‘Ndrangheta: omicidio nel 1993 dell’imprenditore Piccione a Vibo, due arresti- Video
I carabinieri chiudono il cerchio su esponenti del clan Lo Bianco che con il fatto di sangue hanno voluto vendicare un loro congiunto
Nel corso della notte, i carabinieri del Ros di Catanzaro e del Comando provinciale di Vibo Valentia hanno eseguito una misura cautelare in carcere nei confronti di Salvatore Lo Bianco, 49 anni, e Rosario Lo Bianco, 52 anni, entrambi di Vibo, ritenuti responsabili, in concorso, dell’omicidio dell’imprenditore vibonese Filippo Piccione (cl. ’36), avvenuto a Vibo Valentia il 21 febbraio 1993. Ad entrambi gli arrestati sono state contestate le aggravanti di aver agito con premeditazione, nonché di aver agito al fine di agevolare l’attività della ‘ndrina Lo Bianco – Barba, quale articolazione territoriale della ‘ndrangheta.
L’indagine, condotta dai carabinieri del Ros e del Nucleo Investigativo del comando provinciale di Vibo Valentia, coordinata dalla Dda, è nata da uno stralcio del procedimento Rinascita – Scott.
Secondo quanto documentato, l’omicidio sarebbe stato deciso dai vertici della cosca Lo Bianco di Vibo Valentia, che avrebbero così vendicato la morte del loro congiunto Leoluca Lo Bianco (cl. ’68), ucciso nelle campagne di Vibo Valentia l’1 febbraio 1992. Dalle indagini è emerso che i colpi di fucile che causarono la morte di quest’ultimo erano stati esplosi dall’interno di una proprietà di Filippo Piccione, geologo e padre di tre figli. Tale circostanza avrebbe ingenerato all’interno della cosca Lo Bianco il sospetto di un coinvolgimento dell’imprenditore vibonese, secondo quanto complessivamente ricostruito anche attraverso l’esame delle dichiarazioni di alcuni collaboratori di giustizia, costituendo la causale dell’efferato omicidio in danno di Filippo Piccione, zio fra l’altro del dentista Giancarlo Conocchiella, quest’ultimo rapito e poi ucciso dal clan Candela di Favelloni di Cessaniti.
Filippo Piccione era infatti il fratello di Elisabetta, madre di Giancarlo Conocchiella, il dentista rapito il 18 aprile del 1991 e mai tornato a casa. L’omicidio di Filippo Piccione avvenne giorno di Carnevale.

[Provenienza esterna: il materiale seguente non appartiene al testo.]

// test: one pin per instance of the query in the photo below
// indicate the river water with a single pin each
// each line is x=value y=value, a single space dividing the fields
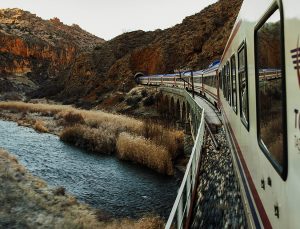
x=121 y=189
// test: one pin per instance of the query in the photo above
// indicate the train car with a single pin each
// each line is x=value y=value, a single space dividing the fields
x=259 y=84
x=257 y=88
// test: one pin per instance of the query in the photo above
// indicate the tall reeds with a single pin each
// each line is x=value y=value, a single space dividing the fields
x=144 y=142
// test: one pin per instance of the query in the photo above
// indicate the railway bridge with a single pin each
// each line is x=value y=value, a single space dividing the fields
x=209 y=171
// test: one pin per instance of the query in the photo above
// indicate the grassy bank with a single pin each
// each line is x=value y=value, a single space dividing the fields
x=150 y=144
x=27 y=202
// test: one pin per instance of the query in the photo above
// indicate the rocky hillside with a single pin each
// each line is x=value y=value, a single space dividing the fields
x=87 y=76
x=34 y=50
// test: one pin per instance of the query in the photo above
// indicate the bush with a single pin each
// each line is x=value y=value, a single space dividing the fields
x=73 y=118
x=149 y=101
x=40 y=126
x=100 y=140
x=133 y=101
x=171 y=139
x=144 y=93
x=145 y=152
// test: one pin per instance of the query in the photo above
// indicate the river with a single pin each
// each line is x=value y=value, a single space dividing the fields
x=121 y=189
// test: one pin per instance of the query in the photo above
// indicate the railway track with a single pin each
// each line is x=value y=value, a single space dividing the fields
x=218 y=203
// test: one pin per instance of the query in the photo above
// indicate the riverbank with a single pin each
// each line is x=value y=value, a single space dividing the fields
x=34 y=205
x=102 y=132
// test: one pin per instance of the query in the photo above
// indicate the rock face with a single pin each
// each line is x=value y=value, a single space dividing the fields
x=71 y=65
x=36 y=50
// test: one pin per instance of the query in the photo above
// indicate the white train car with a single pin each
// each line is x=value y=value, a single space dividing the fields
x=257 y=88
x=260 y=99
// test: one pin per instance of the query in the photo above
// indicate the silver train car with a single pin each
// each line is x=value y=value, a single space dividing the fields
x=256 y=86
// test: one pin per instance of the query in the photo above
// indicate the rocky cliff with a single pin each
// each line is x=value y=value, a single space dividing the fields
x=33 y=50
x=80 y=68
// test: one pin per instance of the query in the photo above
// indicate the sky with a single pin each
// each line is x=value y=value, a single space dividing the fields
x=109 y=18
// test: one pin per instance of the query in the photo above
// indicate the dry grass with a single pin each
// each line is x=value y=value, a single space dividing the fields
x=40 y=126
x=171 y=139
x=98 y=140
x=97 y=131
x=145 y=152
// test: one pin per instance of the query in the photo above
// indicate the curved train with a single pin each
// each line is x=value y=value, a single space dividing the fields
x=256 y=86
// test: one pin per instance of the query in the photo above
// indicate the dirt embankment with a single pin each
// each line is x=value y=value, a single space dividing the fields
x=102 y=132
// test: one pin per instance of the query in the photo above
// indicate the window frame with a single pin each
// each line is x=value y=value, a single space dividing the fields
x=246 y=123
x=224 y=82
x=236 y=103
x=281 y=169
x=228 y=76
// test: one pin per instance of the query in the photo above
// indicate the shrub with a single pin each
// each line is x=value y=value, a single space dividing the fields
x=149 y=101
x=171 y=139
x=100 y=140
x=40 y=126
x=73 y=118
x=144 y=93
x=133 y=101
x=145 y=152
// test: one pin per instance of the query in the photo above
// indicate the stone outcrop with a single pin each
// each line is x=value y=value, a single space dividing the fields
x=68 y=64
x=37 y=49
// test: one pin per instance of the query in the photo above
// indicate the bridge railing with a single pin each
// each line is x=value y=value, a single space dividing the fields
x=180 y=211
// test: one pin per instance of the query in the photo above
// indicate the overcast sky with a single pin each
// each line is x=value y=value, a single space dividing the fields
x=109 y=18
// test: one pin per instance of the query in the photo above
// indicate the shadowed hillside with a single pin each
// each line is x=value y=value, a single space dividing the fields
x=87 y=74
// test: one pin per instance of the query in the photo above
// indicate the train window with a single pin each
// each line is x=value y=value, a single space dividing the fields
x=243 y=85
x=228 y=95
x=233 y=83
x=220 y=80
x=270 y=88
x=224 y=82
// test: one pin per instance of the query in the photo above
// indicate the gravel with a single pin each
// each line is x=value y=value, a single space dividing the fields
x=219 y=203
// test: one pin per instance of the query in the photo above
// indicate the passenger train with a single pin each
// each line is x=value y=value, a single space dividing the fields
x=256 y=86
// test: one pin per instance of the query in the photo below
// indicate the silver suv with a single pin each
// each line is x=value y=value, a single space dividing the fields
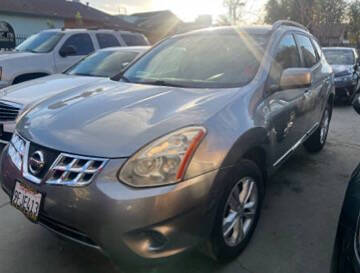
x=178 y=152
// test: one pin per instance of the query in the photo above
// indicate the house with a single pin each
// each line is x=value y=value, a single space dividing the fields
x=334 y=35
x=28 y=17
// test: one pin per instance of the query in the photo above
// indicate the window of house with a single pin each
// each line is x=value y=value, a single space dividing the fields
x=107 y=40
x=81 y=42
x=307 y=50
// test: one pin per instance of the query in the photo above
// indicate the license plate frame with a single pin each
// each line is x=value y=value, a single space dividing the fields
x=27 y=200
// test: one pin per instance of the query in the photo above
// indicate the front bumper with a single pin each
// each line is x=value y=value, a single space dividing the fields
x=127 y=224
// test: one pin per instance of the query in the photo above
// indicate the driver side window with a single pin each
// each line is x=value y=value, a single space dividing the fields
x=81 y=43
x=287 y=56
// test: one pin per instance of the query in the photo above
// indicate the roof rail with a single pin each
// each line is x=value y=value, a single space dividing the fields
x=280 y=23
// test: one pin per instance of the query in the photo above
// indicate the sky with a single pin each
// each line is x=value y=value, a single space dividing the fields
x=187 y=10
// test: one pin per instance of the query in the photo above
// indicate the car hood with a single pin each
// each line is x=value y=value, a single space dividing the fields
x=340 y=68
x=30 y=92
x=116 y=123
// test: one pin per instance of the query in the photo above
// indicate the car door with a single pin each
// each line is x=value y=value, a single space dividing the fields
x=285 y=106
x=314 y=95
x=83 y=46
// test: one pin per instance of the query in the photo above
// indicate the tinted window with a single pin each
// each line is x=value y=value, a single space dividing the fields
x=307 y=50
x=205 y=61
x=287 y=56
x=40 y=43
x=103 y=64
x=317 y=47
x=133 y=40
x=81 y=42
x=339 y=56
x=107 y=40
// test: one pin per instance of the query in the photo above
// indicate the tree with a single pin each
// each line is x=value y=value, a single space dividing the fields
x=310 y=13
x=234 y=9
x=354 y=22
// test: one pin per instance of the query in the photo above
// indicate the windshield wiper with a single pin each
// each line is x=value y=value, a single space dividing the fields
x=162 y=83
x=119 y=77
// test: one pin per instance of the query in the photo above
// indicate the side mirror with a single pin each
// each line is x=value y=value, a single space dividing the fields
x=295 y=78
x=356 y=104
x=67 y=51
x=124 y=65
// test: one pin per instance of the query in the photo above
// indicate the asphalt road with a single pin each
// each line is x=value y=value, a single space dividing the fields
x=295 y=233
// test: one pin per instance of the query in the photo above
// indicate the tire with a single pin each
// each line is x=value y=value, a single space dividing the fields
x=316 y=142
x=223 y=247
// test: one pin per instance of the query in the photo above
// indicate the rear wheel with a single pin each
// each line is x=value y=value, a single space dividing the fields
x=316 y=142
x=238 y=212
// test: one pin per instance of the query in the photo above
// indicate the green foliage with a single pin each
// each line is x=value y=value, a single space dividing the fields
x=354 y=22
x=307 y=12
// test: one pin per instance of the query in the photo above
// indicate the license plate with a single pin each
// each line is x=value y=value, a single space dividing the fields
x=27 y=201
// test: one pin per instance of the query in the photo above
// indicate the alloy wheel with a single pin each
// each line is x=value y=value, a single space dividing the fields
x=240 y=210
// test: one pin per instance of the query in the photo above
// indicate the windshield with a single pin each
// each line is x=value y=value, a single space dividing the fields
x=202 y=61
x=342 y=57
x=103 y=64
x=40 y=43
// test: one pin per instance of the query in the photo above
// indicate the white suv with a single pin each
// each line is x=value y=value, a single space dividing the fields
x=53 y=51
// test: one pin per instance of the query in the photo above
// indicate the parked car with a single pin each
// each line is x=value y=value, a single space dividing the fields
x=178 y=153
x=53 y=51
x=345 y=63
x=104 y=63
x=346 y=255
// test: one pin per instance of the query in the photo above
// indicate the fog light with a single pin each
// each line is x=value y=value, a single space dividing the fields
x=157 y=241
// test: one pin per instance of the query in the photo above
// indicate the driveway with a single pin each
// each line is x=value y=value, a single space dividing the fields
x=295 y=233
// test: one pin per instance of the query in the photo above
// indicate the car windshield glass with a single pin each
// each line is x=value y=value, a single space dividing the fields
x=103 y=64
x=40 y=43
x=202 y=61
x=344 y=57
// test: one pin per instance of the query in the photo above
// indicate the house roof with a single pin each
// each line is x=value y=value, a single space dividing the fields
x=60 y=9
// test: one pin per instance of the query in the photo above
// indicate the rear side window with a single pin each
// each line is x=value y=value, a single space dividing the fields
x=107 y=40
x=134 y=40
x=81 y=42
x=307 y=50
x=286 y=56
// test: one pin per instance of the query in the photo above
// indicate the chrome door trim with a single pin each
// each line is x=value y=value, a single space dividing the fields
x=297 y=144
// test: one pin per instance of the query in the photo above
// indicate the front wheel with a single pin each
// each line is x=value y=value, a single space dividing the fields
x=316 y=142
x=238 y=212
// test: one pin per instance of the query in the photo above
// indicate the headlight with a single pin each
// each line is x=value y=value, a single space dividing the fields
x=163 y=161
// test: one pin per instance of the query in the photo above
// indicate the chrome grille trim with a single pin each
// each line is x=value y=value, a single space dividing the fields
x=66 y=170
x=74 y=170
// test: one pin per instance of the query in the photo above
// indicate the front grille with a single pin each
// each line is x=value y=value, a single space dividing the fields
x=8 y=112
x=50 y=156
x=342 y=73
x=66 y=231
x=73 y=170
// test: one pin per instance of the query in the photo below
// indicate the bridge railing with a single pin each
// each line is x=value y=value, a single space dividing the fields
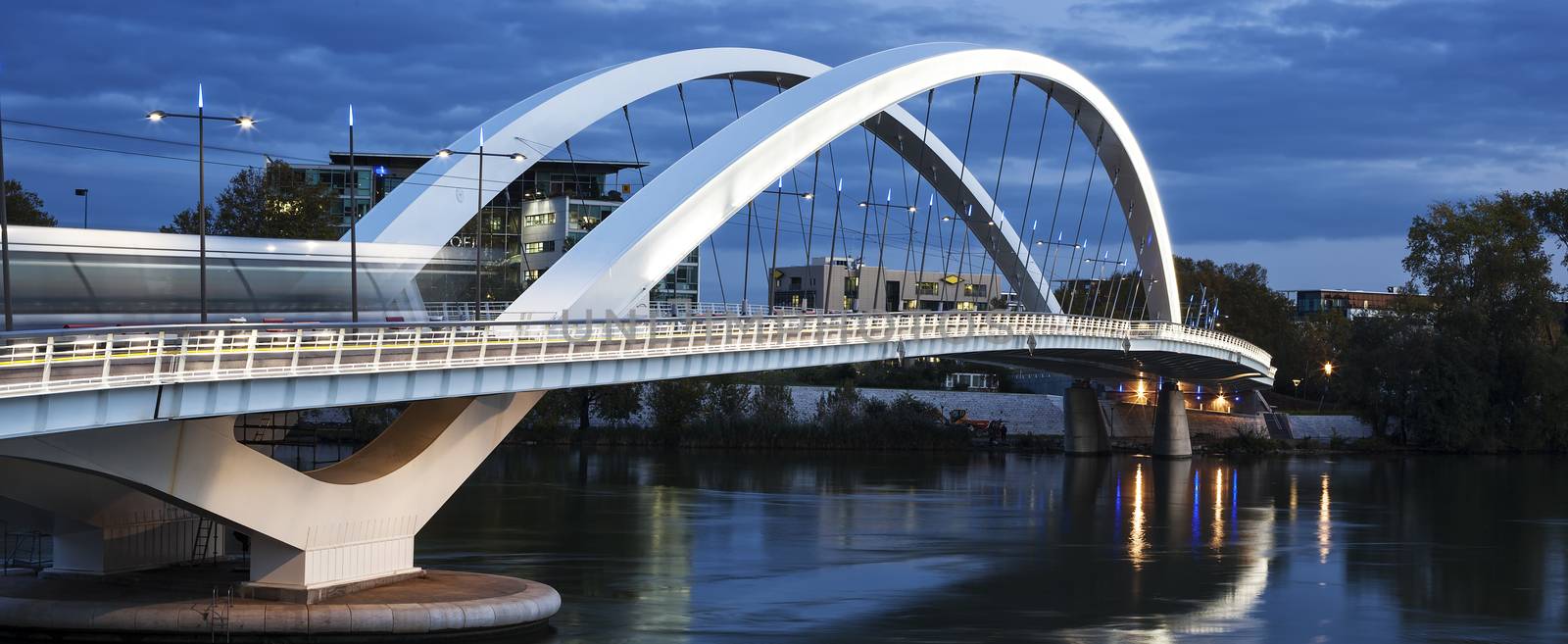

Secondo il racconto del collaboratore di giustizia Andrea Mantella, all’epoca i due Carmelo Lo Bianco che comandavano in città – “Sicarro” e “Piccinni” (entrambi oggi deceduti) – intendevano incaricare lui e il sodale Francesco Scrugli. Alla fine – secondo il collaboratore– in sua presenza affidarono il compito ad un loro nipote, «Salvatore Lo Bianco detto “U Gniccu”». Sarebbe stato lui a sparare e a uccidere Piccione. A guidare la moto – dice Mantella – Nicola Lo Bianco, il figlio del boss Carmelo “Sicarro”, poi quest’ultimo vittima a sua volta della lupara bianca nel 1997. Dagli atti di “Rinascita Scott” non si ricava il movente ma «che le cose siano andate così mi è stato riferito proprio da Salvatore Lo Bianco e da Nicola Lo Bianco», svela Mantella ai pm della Dda di Catanzaro l’8 giugno del 2016.
Titolare di uno studio che si occupava di relazioni geognostiche e di un’azienda che scavava pozzi artesiani, Piccione aveva subito il taglio di numerose piante d’ulivo circa un anno prima.